In Moses v. Commonwealth, a defendant learned that often, the panel giveth, and the full court taketh away. Moses had been convicted at trial of making an obscene display or exposure. The facts were essentially undisputed; on more than one occasion, Moses had approached young girls in department stores and had begun to masturbate while talking to them. He explained to investigators that he did this as an outlet for his sexual urges, and acknowledged that he had done this on 40 or 50 occasions.

But Moses never exposed himself to any of the girls; he always kept his clothing on, and masturbated with his hand inside his pants. At trial, his attorney claimed that one could not make an obscene display if one never displayed body parts. That approach got Moses nowhere at trial, but it succeeded before a panel of the Court of Appeals in August 2004; that panel reversed the judgment and dismissed the prosecution, in a 2-1 ruling. The full court speedily granted the Commonwealth’s petition for rehearing en banc.

On Tuesday, the full court upheld the conviction, holding that an obscene display did not necessarily require a display of flesh. The majority reviews the history of the statutory ban, tracing its antecedents back to Blackstone’s Commentaries and two 19th Century Virginia legal treatises. The statute itself, reasons the majority, prohibits the “obscene display or exposure” of one’s private parts; hence one may make an obscene display without necessarily exposing himself. The opinion also cites the example of display of a firearm, which may be accomplished without taking the weapon out of one’s pocket.

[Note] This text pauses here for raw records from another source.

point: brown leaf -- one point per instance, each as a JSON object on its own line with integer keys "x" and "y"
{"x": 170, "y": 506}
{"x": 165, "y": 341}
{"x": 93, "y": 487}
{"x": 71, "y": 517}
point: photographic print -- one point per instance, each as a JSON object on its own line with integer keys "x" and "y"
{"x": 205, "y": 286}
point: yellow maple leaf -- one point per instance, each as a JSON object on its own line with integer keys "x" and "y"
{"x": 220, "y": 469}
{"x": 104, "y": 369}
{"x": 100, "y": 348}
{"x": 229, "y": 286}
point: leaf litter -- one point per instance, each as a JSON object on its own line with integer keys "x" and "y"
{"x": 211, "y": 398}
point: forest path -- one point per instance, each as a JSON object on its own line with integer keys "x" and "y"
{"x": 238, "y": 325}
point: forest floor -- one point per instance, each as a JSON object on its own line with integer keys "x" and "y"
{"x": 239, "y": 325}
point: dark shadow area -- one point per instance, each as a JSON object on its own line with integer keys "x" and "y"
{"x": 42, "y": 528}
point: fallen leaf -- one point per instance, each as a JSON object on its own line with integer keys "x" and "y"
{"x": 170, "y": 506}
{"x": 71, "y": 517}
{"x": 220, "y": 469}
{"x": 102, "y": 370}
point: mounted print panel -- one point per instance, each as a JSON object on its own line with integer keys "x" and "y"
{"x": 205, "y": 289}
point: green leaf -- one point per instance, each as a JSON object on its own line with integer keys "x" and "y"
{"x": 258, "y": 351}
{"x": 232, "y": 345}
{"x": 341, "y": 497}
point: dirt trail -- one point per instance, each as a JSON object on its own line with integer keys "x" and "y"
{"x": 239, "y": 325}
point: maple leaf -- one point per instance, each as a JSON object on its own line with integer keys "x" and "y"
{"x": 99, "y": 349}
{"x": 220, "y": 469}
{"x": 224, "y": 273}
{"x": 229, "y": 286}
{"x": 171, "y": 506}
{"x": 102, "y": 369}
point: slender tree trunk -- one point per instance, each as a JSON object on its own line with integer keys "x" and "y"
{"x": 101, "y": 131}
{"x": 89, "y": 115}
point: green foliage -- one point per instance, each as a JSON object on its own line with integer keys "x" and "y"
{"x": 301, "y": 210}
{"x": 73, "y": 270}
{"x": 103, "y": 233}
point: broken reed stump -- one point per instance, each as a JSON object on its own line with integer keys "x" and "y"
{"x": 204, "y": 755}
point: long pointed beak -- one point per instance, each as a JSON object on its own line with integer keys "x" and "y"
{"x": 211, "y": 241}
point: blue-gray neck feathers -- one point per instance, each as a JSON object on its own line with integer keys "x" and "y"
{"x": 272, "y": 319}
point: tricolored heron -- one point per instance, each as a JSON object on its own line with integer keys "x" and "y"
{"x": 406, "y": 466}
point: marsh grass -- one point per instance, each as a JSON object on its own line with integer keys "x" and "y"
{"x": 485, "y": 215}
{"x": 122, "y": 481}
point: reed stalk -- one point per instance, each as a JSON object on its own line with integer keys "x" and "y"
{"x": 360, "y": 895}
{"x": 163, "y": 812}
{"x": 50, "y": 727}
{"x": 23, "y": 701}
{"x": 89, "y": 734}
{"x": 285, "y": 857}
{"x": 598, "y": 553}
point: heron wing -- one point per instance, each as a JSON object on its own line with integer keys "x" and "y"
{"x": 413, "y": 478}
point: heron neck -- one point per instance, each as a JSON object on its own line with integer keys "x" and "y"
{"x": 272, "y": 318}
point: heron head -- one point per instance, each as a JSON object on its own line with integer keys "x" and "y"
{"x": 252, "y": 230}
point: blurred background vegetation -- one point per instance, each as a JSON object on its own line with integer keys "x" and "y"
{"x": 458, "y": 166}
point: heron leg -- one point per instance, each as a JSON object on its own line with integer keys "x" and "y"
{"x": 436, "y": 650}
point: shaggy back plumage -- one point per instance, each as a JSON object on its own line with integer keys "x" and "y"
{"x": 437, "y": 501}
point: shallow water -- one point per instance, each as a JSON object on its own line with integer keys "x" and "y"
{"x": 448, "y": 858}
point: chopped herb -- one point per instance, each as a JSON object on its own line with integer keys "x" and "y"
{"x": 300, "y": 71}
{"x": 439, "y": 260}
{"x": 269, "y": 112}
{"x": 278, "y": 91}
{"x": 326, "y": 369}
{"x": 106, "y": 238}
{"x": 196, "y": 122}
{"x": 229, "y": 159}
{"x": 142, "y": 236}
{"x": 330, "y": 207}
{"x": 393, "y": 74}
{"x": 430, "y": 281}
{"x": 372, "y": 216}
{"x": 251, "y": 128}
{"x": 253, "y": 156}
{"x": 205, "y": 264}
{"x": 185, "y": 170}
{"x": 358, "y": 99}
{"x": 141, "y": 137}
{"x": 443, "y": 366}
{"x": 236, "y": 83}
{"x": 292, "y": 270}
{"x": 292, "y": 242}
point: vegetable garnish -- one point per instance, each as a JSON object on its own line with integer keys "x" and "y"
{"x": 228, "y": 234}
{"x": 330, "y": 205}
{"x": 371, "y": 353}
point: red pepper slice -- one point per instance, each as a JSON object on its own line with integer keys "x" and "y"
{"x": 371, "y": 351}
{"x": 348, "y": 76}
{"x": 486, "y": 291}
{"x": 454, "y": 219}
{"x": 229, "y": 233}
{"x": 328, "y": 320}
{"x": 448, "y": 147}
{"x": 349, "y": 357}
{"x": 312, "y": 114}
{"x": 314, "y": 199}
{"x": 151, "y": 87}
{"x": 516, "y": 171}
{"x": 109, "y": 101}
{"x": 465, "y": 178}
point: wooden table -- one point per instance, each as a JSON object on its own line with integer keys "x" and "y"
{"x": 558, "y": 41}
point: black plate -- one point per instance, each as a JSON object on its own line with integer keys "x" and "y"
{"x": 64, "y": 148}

The dissent is led by Judge Benton, who had authored the majority opinion for the panel in August 2004. It takes the position that display necessarily involves showing something, and one cannot display his person or private parts while keeping them hidden from view. It notes that Moses’s penis was never visible, not even in an outline through his pants. It further warns that the majority’s interpretation might subject a person to prosecution for scratching himself in public, with no lewd intent whatsoever.

Another defendant fared better with the full court. In Gonzales v. Commonwealth, the court reverses convictions for rape and forcible sodomy, based on the prosecution’s introduction of evidence of other crimes, ostensibly to prove intent. Gonzales had raped and sodomized an exotic dancer whom he had hired in response to a display advertisement. At trial, the Commonwealth moved to introduce testimony from two other women who had been similarly victimized by Gonzales. The trial court admitted the evidence, to show Gonzales’s intent.

The appellate court reversed, with the simple holding that the assailant’s subjective intent is not an element of the offenses charged. The testimony therefore became “other bad acts” evidence that was, accordingly, inadmissible. In so holding, the court relies on last year’s decision by the Supreme Court in Commonwealth v. Minor. The court also rejects the Commmonwealth’s assertion that the error was harmless, finding the tesatimony to be “highly prejudicial.”

In dissent, Judges McClanahan and Kelsey argue that the Minor ruling does not go as far as the majority extends it. The dissent reasons:

“. . . [T]he question presented then becomes whether the trial judge abused her discretion in admitting the evidence under the unique facts of this case. I do not believe she did. The prosecutor offered the evidence to show the defendant’s intent to use force. The other crimes evidence showed a similar pattern of intent to use force. These factual similarities in the use of force take the proof of other crimes outside the maxim prohibiting its use as mere propensity evidence.”

The dissent thus focuses on the distinction between general intent (for example, to commit rape) and specific intent (in this case, the intent to use force). The dissent reasons that since Gonzales had claimed before trial that the sexual encounter was consensual, the Commonwealth should be permitted to show that he had committed other rapes under similar circumstances.

Finally, the court affirms a panel’s November 2004 holding in Neely v. Commonwealth, without issuing a new opinion. The issue here revolves around the interpretation of Code §19.2-303, which permits the trial court to modify a felony sentence at any time before the prisoner has been transferred to the Department of Corrections. Neely filed a petition for such a modification; the trial court had ruled that it had no jurisdiction to consider it.

Ordinarily, such analysis should be fairly straightforward. Transfer from a local facility, such as a county jail, to the state’s prison system can sometimes be delayed by a few months, but the time of the transfer is almost always readily ascertainable. The rub here is that Neely had received a two year suspended sentence in 1997 on cocaine charges. During his probationary period, he pleaded guilty in federal court to bank robbery charges; he thereupon served four years in federal custody. This conviction triggered a revocation of Neely’s suspened prison term on the drug conviction in state court. Four years later, as he was about to be released from federal custody to the willing hands of the Commonwealth, he asked the state trial court to modify his sentence, citing the statue mentioned above.

The trial court declined to consider his petition, holding that it came too late for that court to have any jurisdiction. The appellate court reversed, holding that under the literal wording of the statute, Neely had not yet been delivered to the Commonwealth’s Department of Corrections. The majority brushes aside the dissent’s argument that this interpretation could extend the trial judge’s control over the sentencing order “for decades.”

Note that this ruling merely means that Neely can ask the trial court to modify his sentence. There is, of course, no way to evaluate the merits of such a petition at this juncture, and this ruling may accordingly be only symbolic for Neely. But it does clarify the appellate court’s view of the jurisdictional limit of the trial court’s control of sentencing orders.